Следующим днём было воскресенье. Майора позвали к телефону, звонок был из прежней жизни, печален и грустен, и оттого в нём произошла ошибка команды.
В этот момент что-то засбоило в нём, как неисправное реле, и майор, привыкший всё делать сам, попросил жену кинуть цепочку в чашку со слабым раствором соляной кислоты.
Майор хотел просветлить серебро и убрать грязь. Он ушёл, а жена перепутала бутылки и погрузила ожерелье в царскую водку. Тридцать маленьких Будд всё так же улыбались, соединяясь с HCl и HNO3. Вернувшись, майор Казеев сразу понял, что произошло. Голова его заработала ясно и чётко, будто он увидел на экране радара американский бомбардировщик. Он сел за рабочий стол и положил перед собой чистый лист бумаги. Занеся над ним автоматический карандаш, он несколько раз нажал на кнопку, будто бы захватывая цель, и начал рисовать схему ожерелья.
Майор помнил лица тридцати серебряных толстяков, как помнил лица всех солдат своего дивизиона.
В понедельник он пошёл на заводской склад. Там, со списанной электроники, он, почти не таясь, ободрал серебряные контакты и вернулся домой.
Через неделю приехала заказчица. Она не заметила подмены и долго не понимала, почему ювелир не хочет брать с неё денег. В этот момент майор Казеев понял, что он снова нашёл нечто важное — уверенность. Уверенность стоила любых денег. Он сразу же забыл лицо заказчицы, потому что главное было найдено, это было ему ясно видно, как попадание в цель на экране радара, — уверенность не покинет его никогда.

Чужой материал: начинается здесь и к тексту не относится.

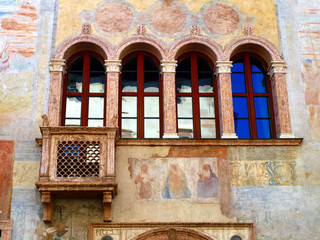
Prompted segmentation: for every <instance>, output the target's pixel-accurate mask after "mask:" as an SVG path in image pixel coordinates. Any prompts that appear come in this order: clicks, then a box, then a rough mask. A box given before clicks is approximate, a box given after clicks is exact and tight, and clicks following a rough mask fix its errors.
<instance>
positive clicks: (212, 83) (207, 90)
mask: <svg viewBox="0 0 320 240" xmlns="http://www.w3.org/2000/svg"><path fill="white" fill-rule="evenodd" d="M198 85H199V93H213V75H212V72H198Z"/></svg>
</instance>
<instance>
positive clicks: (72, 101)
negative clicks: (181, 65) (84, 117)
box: [66, 97, 81, 118]
mask: <svg viewBox="0 0 320 240" xmlns="http://www.w3.org/2000/svg"><path fill="white" fill-rule="evenodd" d="M66 118H81V97H67V105H66Z"/></svg>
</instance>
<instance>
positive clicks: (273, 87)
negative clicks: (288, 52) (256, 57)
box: [268, 61, 294, 138]
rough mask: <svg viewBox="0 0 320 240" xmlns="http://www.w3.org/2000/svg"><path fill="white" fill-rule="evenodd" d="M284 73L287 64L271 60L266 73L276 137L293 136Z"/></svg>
mask: <svg viewBox="0 0 320 240" xmlns="http://www.w3.org/2000/svg"><path fill="white" fill-rule="evenodd" d="M286 73H287V65H286V63H285V62H284V61H271V64H270V66H269V69H268V74H269V75H270V80H271V87H272V98H273V108H274V117H275V124H276V134H277V137H278V138H294V134H293V132H292V129H291V119H290V111H289V101H288V92H287V79H286Z"/></svg>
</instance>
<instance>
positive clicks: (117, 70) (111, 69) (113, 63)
mask: <svg viewBox="0 0 320 240" xmlns="http://www.w3.org/2000/svg"><path fill="white" fill-rule="evenodd" d="M104 62H105V64H104V65H105V66H106V73H120V70H121V60H105V61H104Z"/></svg>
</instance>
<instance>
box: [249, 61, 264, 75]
mask: <svg viewBox="0 0 320 240" xmlns="http://www.w3.org/2000/svg"><path fill="white" fill-rule="evenodd" d="M250 64H251V72H255V73H261V72H266V69H265V68H264V66H263V64H262V62H260V61H259V60H258V59H256V58H254V57H250Z"/></svg>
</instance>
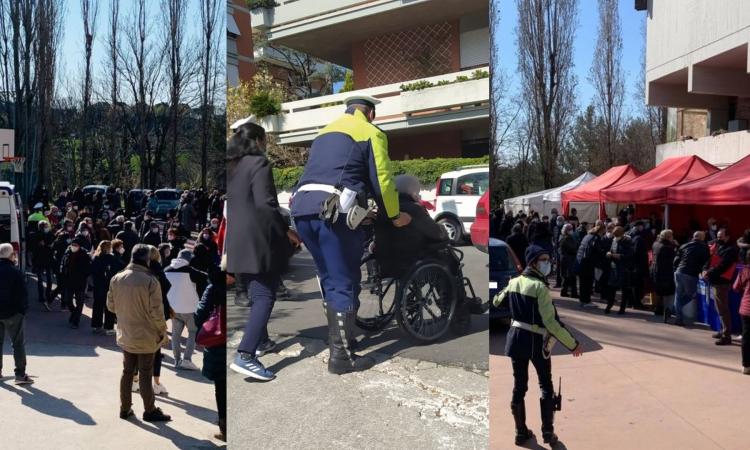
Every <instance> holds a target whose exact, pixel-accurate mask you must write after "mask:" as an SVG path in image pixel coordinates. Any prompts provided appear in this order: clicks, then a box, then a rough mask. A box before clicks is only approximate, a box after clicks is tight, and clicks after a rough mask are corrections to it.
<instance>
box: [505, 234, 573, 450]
mask: <svg viewBox="0 0 750 450" xmlns="http://www.w3.org/2000/svg"><path fill="white" fill-rule="evenodd" d="M550 271H551V263H550V255H549V252H548V250H545V249H543V248H542V247H540V246H538V245H531V246H530V247H529V248H528V249H527V250H526V269H525V270H524V271H523V273H522V274H521V276H519V277H516V278H514V279H512V280H510V282H509V283H508V287H506V288H505V289H504V290H503V291H502V292H500V293H499V294H498V295H497V296H496V297H495V299H494V300H493V303H494V304H495V306H500V304H501V303H503V302H505V301H507V302H508V306H509V308H510V313H511V317H512V319H513V320H512V322H511V327H510V330H508V338H507V341H506V343H505V355H506V356H509V357H510V358H511V361H512V363H513V379H514V385H513V399H512V400H511V404H510V409H511V411H512V413H513V419H514V420H515V423H516V445H522V444H523V443H524V442H526V441H527V440H528V439H531V438H532V437H533V436H534V434H533V433H532V432H531V430H529V429H528V428H526V404H525V403H524V397H525V395H526V390H527V388H528V381H529V361H531V363H532V364H534V368H535V369H536V373H537V376H538V377H539V386H540V387H541V391H542V398H541V399H540V401H539V404H540V408H541V412H542V437H543V438H544V442H545V443H548V444H550V445H554V444H555V443H556V442H557V435H555V430H554V426H553V422H554V412H555V399H554V396H555V392H554V387H553V385H552V361H551V360H550V353H549V351H550V350H551V348H550V347H549V346H547V345H546V344H547V343H548V342H549V339H550V338H552V339H556V340H558V341H560V343H562V344H563V345H564V346H565V347H566V348H567V349H568V350H570V351H571V352H572V353H573V356H576V357H577V356H580V355H581V353H582V351H581V346H580V344H579V343H578V341H577V340H576V339H575V338H574V337H573V336H572V335H571V334H570V332H568V330H567V329H565V326H564V325H563V324H562V323H561V322H560V318H559V317H558V315H557V310H556V309H555V306H554V305H553V304H552V297H551V296H550V293H549V286H548V285H547V275H549V273H550ZM553 342H554V341H553Z"/></svg>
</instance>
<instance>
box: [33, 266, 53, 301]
mask: <svg viewBox="0 0 750 450" xmlns="http://www.w3.org/2000/svg"><path fill="white" fill-rule="evenodd" d="M34 273H35V274H36V280H37V282H36V283H37V295H38V296H37V300H39V301H40V302H46V301H47V299H48V298H49V297H50V296H51V295H52V269H51V268H50V267H35V268H34ZM45 281H46V282H47V286H46V289H45V286H44V283H45Z"/></svg>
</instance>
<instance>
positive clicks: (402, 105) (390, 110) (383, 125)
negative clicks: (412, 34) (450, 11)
mask: <svg viewBox="0 0 750 450" xmlns="http://www.w3.org/2000/svg"><path fill="white" fill-rule="evenodd" d="M485 70H488V68H485ZM473 72H474V71H473V70H467V71H462V72H455V73H449V74H445V75H440V76H436V77H431V78H426V79H425V80H427V81H430V82H432V83H433V84H436V83H438V82H439V81H455V80H456V77H458V76H465V77H471V76H472V74H473ZM489 80H490V79H489V78H481V79H476V80H475V79H470V80H469V81H463V82H458V83H453V84H449V85H445V86H435V87H431V88H427V89H423V90H419V91H406V92H402V91H401V84H402V83H397V84H390V85H386V86H378V87H374V88H368V89H362V90H359V91H354V92H345V93H340V94H334V95H326V96H323V97H317V98H312V99H306V100H299V101H295V102H288V103H284V104H282V106H281V108H282V113H281V114H279V115H276V116H271V117H266V118H264V119H261V120H259V121H257V122H258V123H259V124H260V125H261V126H263V127H264V128H265V129H266V131H268V132H270V133H273V134H275V135H277V136H278V139H279V144H283V145H307V144H309V143H310V142H312V140H313V139H315V136H317V134H318V132H319V131H320V129H322V128H323V127H325V126H326V125H327V124H328V123H330V122H331V121H333V120H335V119H336V118H337V117H339V116H340V115H341V113H342V112H343V109H344V106H343V101H344V99H346V98H347V97H349V96H350V95H353V94H355V93H358V94H366V95H371V96H373V97H376V98H378V99H380V100H381V101H382V103H381V104H379V105H378V106H377V116H378V117H377V118H376V119H375V125H377V126H379V127H380V128H381V129H383V130H384V131H385V132H387V133H389V134H401V133H410V132H417V131H420V130H429V129H430V128H434V127H438V126H440V127H441V129H446V128H462V127H465V126H469V125H476V124H477V123H483V122H486V123H487V127H489V110H490V107H489V97H490V84H489ZM405 83H409V82H405ZM246 120H253V121H255V119H254V118H253V117H249V118H247V119H245V120H242V121H238V122H237V123H235V124H233V125H232V127H233V128H234V127H236V126H239V125H240V124H241V123H242V122H244V121H246Z"/></svg>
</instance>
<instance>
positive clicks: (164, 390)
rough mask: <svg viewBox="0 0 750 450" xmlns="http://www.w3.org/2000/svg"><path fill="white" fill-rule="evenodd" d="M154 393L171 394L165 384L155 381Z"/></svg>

И вот теперь он сидел за столом вместе с нами. Бортстрелок надел песочную куртку от своей старой формы, и я представил, как потом он будет дёргать струны, петь дурным голосом, и серебряно-голубой рыбкой будет биться у него на груди медаль.
Устраиваясь поудобнее на своём унитазе, я знал уже, как хозяйка будет сыпать по тарелкам картошку.
В этот момент, думая о Казееве, я понял, что его отличало от многих людей, виденных мною в жизни.
Всё дело в том, что майор Казеев не умел ничего делать плохо. И вовсе не потому, что он был просветлён, религиозен или партиен. Он сам был простым, но надёжным устройством, выполняющим своё предназначение. Его занятие было важнее обстоятельств — оклада и власти, мировых кризисов и обстановки в коллективе. Занятие сосредотачивалось на конце паяльника, в капельке олова, и оправдания остального мира переставали существовать для майора.
А мы всё время оправдывались, как и почему не выполнили долга, отчего оставили государство, набитое танками и ракетами. Это государство, как диплодок с откушенной головой, ещё двигалось по инерции, но уже разваливалось, падало на бок.
Мы оставили рычаги и кнопки смертоносных машин, а за наши места сели другие.
И в жалости по этому поводу не было проку. Несмотря на наше дезертирство, нам остался устав, правила поведения, и они не имели отношения к календарной власти. У каждого из нас была своя история и своё прошлое. Но вместе мы образовывали одно целое, и поэтому недовольство не проникало к нашему столу.
А что погон у нас нет, так это ничего.